VirtualBox

Ticket #4486 (closed defect: fixed)

Opened 5 years ago

Last modified 4 years ago

VirtualBox 3.0.2 hard hangs Solaris 10u6 kernel when running HW assisted VMs -> fixed in SVN/3.0.6

Reported by: tallpaul Owned by:
Priority: blocker Component: VMM
Version: VirtualBox 3.0.2 Keywords:
Cc: Guest type: other
Host type: Solaris

Description

After installing the 3.0.2 update (and rebooting to make sure driver structures were consistent), attempting to run previously built and running (under 2.x) virtual machines (Windows 2008, Linux Ubuntu 8.10, Centos) will eventually hard hang the Solaris 10 host kernel it is running upon.

Environment: S10u6 patched to 138889-08 on AMD Opteron 2376, 4Gb memory. VirtualBox 3.0.2 r49928 for SunOS.

Started Win2k8 and Ubuntu guests headless (with HW virtualization enabled). System hard hangs after about 3 hours runtime. Could not break console to MDB (system was booted w/debugger enabled). System does not character echo nor respond to network (ping). No disk activity observed.

Same hang happened almost immediately after starting 3 guest VMs concurrently. All VMs had HVM enabled with one CPU allocated to each guest (IO Apic enabled).

This configuration had been running solidly under VB 2.2.2 for months uptime.

No entries were noted in either the VM logfile(s) nor syslog. Guests could be resumed after host is rebooted. Currently reverting to 2.4.x.

Change History

comment:1 follow-ups: ↓ 4 ↓ 5 Changed 5 years ago by sandervl73

  • Priority changed from major to blocker

comment:2 follow-up: ↓ 3 Changed 5 years ago by bauer40

I had the same problem (hard hangs) when running 3.0.0 on S10_u6. To resolve, I upgraded to 3.0.2 and S10_u7 + most recent recommended patches, ran a 48h stress test and nothing failed.

Now I updated our production server (s10u7 + patches) to 3.0.2 and run productive on that. I will add my experience in about a week.

comment:3 in reply to: ↑ 2 Changed 5 years ago by bauer40

Replying to bauer40:

I forgot to say that I'm using software VMM.

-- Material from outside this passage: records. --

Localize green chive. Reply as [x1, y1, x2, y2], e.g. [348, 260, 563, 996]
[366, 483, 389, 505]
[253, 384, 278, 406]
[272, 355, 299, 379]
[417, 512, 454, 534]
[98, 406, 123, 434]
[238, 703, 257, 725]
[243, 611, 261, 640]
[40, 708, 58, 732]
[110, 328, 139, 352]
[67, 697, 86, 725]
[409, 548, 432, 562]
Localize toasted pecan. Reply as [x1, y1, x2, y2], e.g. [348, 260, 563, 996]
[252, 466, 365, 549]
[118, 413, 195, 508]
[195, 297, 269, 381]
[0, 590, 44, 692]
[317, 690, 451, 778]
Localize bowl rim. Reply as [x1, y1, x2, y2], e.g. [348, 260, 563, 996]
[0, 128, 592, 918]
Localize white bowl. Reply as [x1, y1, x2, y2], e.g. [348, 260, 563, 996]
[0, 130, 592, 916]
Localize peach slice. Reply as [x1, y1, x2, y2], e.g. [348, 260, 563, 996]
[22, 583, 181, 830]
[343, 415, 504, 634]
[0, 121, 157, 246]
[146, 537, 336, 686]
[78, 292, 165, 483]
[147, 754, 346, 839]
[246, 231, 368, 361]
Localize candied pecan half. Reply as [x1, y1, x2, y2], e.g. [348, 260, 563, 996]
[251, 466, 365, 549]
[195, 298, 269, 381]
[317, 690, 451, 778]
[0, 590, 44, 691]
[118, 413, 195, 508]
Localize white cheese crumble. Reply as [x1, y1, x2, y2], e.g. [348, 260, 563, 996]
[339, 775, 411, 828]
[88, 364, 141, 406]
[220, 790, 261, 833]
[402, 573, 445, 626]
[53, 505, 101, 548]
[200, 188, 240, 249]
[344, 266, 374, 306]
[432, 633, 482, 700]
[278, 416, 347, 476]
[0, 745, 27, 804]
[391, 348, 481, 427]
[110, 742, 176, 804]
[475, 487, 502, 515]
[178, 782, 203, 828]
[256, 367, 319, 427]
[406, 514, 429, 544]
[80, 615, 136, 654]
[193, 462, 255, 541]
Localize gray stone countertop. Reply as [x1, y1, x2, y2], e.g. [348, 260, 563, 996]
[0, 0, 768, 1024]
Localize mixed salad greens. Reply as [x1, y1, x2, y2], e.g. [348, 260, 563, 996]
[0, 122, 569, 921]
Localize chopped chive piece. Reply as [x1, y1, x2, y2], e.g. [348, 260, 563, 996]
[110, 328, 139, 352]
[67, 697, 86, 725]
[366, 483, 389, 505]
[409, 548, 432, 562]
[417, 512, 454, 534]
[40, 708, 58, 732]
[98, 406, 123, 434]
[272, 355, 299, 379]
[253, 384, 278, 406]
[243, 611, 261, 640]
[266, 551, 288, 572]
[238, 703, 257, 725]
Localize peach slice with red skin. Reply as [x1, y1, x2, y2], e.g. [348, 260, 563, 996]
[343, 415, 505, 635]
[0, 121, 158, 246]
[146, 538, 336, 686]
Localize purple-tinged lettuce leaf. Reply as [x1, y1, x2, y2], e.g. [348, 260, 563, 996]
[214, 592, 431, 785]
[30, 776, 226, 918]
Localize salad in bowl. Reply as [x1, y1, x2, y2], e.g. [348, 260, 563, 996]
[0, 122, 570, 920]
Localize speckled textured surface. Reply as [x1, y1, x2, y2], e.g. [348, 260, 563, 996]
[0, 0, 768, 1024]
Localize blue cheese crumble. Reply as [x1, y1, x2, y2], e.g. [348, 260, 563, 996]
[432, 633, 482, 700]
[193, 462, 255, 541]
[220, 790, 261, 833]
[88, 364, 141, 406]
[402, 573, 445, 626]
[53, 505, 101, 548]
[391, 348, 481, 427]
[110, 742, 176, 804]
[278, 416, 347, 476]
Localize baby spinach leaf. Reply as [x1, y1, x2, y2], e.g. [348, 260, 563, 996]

comment:4 in reply to: ↑ 1 Changed 5 years ago by bauer40

Replying to sandervl73:

I had a hard hang of the entire physical machine using VBox 3.0.2 on S10_u7 with latest recommended patches cluster.

Now my system is running using the kernel debugger - so if it hangs again I hopefully can generate a kernel crash dump

comment:5 in reply to: ↑ 1 Changed 5 years ago by bauer40

Replying to sandervl73:

OK, I had another hard hang of my physical server. But the hang was so hard that event F1-A (fall into Kernel debugger) did not work.

So I'm unable to deliver a crash dump of the hanging system, sorry. I downgraded to 2.2.4 to have my production stable again.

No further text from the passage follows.